The software written by the Google engineers first scrapes the top ten web pages for a given subject, excluding the Wikipedia entry — think of it as a summary of the information found in the top 10 results of a Google search. Most of these pages are used to train the machine-learning algorithm, while a few are kept to test and validate the output of the software.
Paragraphs from each page are collected and ranked to create a long document, which is then shortened by splitting it into 32,000 individual words. This large text is used as input for an abstractive model where the long sentences are cut shorter — a trick to create a summary of the text.
Because the sentences are shortened from the earlier extraction phase, rather than written from scratch, the end result can sound rather repetitive and dull. For instance, here’s what the AI’s Wikipedia-style blur looks like compared to the text currently online edited by humans.

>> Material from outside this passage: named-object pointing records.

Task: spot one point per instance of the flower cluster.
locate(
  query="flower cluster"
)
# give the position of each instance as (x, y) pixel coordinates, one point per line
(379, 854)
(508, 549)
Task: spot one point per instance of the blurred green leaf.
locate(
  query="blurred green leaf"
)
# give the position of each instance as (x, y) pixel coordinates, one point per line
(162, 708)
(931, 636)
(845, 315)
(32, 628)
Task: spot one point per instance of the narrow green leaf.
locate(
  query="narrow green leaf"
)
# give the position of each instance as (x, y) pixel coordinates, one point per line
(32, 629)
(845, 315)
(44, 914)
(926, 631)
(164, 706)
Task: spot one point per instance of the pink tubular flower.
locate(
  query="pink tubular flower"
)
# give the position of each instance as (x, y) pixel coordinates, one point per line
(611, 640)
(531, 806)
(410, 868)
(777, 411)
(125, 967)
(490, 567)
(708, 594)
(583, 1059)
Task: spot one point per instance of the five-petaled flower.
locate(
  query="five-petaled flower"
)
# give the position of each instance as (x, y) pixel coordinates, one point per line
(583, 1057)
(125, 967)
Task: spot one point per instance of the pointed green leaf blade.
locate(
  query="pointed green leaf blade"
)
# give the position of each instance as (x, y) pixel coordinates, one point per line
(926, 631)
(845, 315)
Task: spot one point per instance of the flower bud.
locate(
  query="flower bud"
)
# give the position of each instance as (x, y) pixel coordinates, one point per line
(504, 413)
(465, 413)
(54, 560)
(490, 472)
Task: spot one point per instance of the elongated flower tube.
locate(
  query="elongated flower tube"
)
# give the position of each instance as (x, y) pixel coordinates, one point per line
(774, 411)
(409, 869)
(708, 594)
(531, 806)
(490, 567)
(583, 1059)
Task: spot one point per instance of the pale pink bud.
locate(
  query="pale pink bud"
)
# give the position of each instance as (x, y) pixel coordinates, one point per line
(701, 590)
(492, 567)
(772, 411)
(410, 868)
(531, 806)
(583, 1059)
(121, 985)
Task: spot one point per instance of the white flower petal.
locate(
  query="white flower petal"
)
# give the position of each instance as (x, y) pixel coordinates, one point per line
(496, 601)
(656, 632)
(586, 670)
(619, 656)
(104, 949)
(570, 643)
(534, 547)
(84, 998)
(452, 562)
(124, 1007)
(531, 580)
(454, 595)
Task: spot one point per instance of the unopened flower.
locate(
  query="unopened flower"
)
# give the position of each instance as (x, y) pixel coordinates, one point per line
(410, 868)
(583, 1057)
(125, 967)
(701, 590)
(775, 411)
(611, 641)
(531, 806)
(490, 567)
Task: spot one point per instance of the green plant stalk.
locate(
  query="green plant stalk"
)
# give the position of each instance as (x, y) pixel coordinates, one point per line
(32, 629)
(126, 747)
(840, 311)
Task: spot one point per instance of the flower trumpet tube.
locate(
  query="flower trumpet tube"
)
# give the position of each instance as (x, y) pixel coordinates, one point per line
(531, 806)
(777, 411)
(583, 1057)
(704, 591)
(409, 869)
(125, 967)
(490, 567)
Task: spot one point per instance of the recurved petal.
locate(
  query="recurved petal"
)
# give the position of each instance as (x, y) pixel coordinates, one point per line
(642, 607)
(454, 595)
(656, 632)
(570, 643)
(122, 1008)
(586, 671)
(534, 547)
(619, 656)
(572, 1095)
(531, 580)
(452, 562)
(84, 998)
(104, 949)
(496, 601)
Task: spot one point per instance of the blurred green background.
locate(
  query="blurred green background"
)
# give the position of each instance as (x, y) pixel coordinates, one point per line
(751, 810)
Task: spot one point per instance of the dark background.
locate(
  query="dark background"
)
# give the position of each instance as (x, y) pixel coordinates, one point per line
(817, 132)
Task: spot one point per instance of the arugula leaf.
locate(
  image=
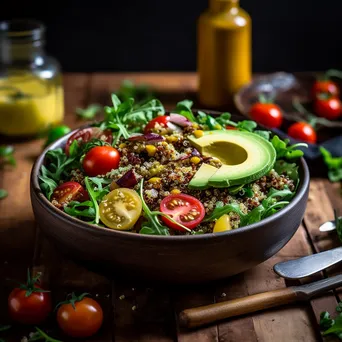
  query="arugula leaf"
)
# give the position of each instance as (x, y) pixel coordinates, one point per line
(3, 193)
(89, 112)
(184, 108)
(285, 151)
(83, 209)
(7, 156)
(290, 169)
(334, 165)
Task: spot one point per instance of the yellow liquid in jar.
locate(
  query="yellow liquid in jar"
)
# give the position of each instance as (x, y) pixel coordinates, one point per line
(29, 105)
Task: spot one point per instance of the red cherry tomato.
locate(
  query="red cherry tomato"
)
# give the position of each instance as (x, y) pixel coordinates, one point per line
(325, 87)
(267, 114)
(161, 120)
(302, 131)
(184, 209)
(329, 108)
(32, 309)
(86, 134)
(82, 321)
(100, 160)
(67, 192)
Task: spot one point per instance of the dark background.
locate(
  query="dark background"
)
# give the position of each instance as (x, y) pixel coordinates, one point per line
(151, 35)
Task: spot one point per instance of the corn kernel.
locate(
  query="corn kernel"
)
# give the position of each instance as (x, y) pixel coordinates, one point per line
(175, 191)
(195, 160)
(151, 150)
(154, 180)
(198, 133)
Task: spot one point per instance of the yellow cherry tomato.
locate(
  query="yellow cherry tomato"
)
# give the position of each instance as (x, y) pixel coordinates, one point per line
(120, 209)
(222, 224)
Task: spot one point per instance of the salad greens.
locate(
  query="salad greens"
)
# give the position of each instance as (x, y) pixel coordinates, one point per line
(334, 165)
(126, 118)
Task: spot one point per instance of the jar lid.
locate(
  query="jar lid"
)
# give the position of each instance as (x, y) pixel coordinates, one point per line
(22, 29)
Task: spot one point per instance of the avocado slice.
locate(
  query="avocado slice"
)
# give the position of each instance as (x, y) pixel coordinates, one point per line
(200, 180)
(245, 156)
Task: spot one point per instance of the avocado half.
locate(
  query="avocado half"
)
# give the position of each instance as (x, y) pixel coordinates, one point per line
(245, 157)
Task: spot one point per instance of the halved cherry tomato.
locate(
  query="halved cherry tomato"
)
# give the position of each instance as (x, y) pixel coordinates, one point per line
(86, 134)
(328, 107)
(100, 160)
(120, 209)
(184, 209)
(67, 192)
(325, 87)
(83, 320)
(161, 120)
(302, 131)
(267, 114)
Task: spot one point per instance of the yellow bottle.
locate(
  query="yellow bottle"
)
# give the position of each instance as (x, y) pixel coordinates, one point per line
(31, 94)
(224, 52)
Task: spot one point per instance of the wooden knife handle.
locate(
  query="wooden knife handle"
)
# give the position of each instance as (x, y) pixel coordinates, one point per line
(191, 318)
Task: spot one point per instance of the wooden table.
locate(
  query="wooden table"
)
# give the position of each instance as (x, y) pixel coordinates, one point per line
(132, 311)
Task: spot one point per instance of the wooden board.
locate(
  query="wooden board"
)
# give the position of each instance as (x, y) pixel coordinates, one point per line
(145, 312)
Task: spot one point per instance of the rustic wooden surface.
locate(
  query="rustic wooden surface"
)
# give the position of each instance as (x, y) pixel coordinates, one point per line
(149, 312)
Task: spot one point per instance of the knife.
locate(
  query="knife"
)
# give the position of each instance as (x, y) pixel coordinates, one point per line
(196, 317)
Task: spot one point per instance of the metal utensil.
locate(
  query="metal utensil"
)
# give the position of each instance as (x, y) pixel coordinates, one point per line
(303, 267)
(196, 317)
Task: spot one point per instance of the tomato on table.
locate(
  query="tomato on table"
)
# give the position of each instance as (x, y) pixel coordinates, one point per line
(267, 114)
(29, 303)
(184, 209)
(80, 316)
(302, 131)
(84, 135)
(120, 209)
(161, 120)
(67, 192)
(328, 107)
(100, 160)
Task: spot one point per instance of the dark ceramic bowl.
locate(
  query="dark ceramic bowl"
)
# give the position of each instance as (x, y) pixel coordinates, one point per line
(178, 259)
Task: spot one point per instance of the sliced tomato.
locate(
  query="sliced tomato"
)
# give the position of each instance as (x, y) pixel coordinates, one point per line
(161, 120)
(120, 209)
(67, 192)
(184, 209)
(86, 134)
(100, 160)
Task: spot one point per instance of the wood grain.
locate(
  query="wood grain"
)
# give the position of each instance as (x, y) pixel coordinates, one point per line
(154, 317)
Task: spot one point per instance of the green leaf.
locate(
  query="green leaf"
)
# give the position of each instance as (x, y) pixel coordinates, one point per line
(3, 193)
(7, 156)
(184, 108)
(89, 112)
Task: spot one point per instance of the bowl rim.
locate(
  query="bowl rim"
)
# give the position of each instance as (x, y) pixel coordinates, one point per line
(48, 206)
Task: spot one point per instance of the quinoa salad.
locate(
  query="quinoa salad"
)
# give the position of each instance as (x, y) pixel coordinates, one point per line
(146, 171)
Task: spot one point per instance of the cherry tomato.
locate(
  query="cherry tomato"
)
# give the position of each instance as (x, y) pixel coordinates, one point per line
(82, 321)
(100, 160)
(184, 209)
(120, 209)
(32, 309)
(325, 87)
(86, 134)
(67, 192)
(267, 114)
(302, 131)
(329, 108)
(161, 120)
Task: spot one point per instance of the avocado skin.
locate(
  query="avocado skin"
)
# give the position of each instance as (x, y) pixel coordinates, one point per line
(222, 180)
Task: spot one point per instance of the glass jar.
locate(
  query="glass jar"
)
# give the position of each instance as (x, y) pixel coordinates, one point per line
(224, 52)
(31, 93)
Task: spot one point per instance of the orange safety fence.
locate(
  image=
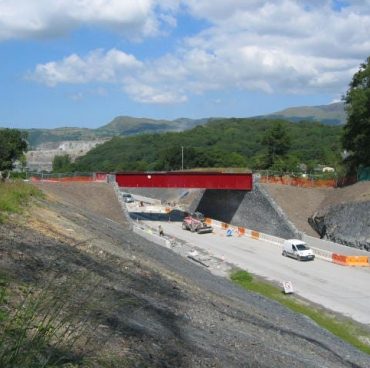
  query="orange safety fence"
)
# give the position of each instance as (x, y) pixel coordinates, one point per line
(208, 221)
(255, 235)
(299, 182)
(350, 260)
(241, 230)
(64, 179)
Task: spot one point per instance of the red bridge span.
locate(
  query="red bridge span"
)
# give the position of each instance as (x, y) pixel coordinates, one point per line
(185, 179)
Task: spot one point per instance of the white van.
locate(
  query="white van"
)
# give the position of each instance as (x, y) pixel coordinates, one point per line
(127, 198)
(297, 249)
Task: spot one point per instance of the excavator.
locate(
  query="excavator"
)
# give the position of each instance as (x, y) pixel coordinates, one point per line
(195, 222)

Mohammad Saleh and colleagues at Google Brain hope that they can improve their bot by designing models and hardware that support longer input sequences. Their study will be presented at the upcoming International Conference on Learning Representations (ICLR).
As things stand now, it would be unwise to have Wiki entries written by this AI but progress is good. Perhaps, one day, a hybrid solution between AI content generation and human supervision might populate Wikipedia at an unprecedented rate.
Currently, the English Wikipedia alone has over 5,573,495 articles of any length, and the combined Wikipedias for all other languages greatly exceed the English Wikipedia in size, giving more than 27 billion words in 40 million articles in 293 languages. That’s a lot but with an AI solution could come up with even more info, especially for the millions of Wiki pages that are unpopulated “stubs”.
And if an AI will one day be good enough to populate Wikipedia, perhaps it will be good enough to “write” all sorts of other content. You wouldn’t have to pay someone to write a paper or yours truly for the news. News-writing AIs are actually quite advance nowadays. Reuters’ algorithmic prediction tool helps journalists gauge the integrity of a tweet, the BuzzBot collects information from on-the-ground sources at news events, and the Washington Post uses its in-house built Heliograf, a bot that writes short news.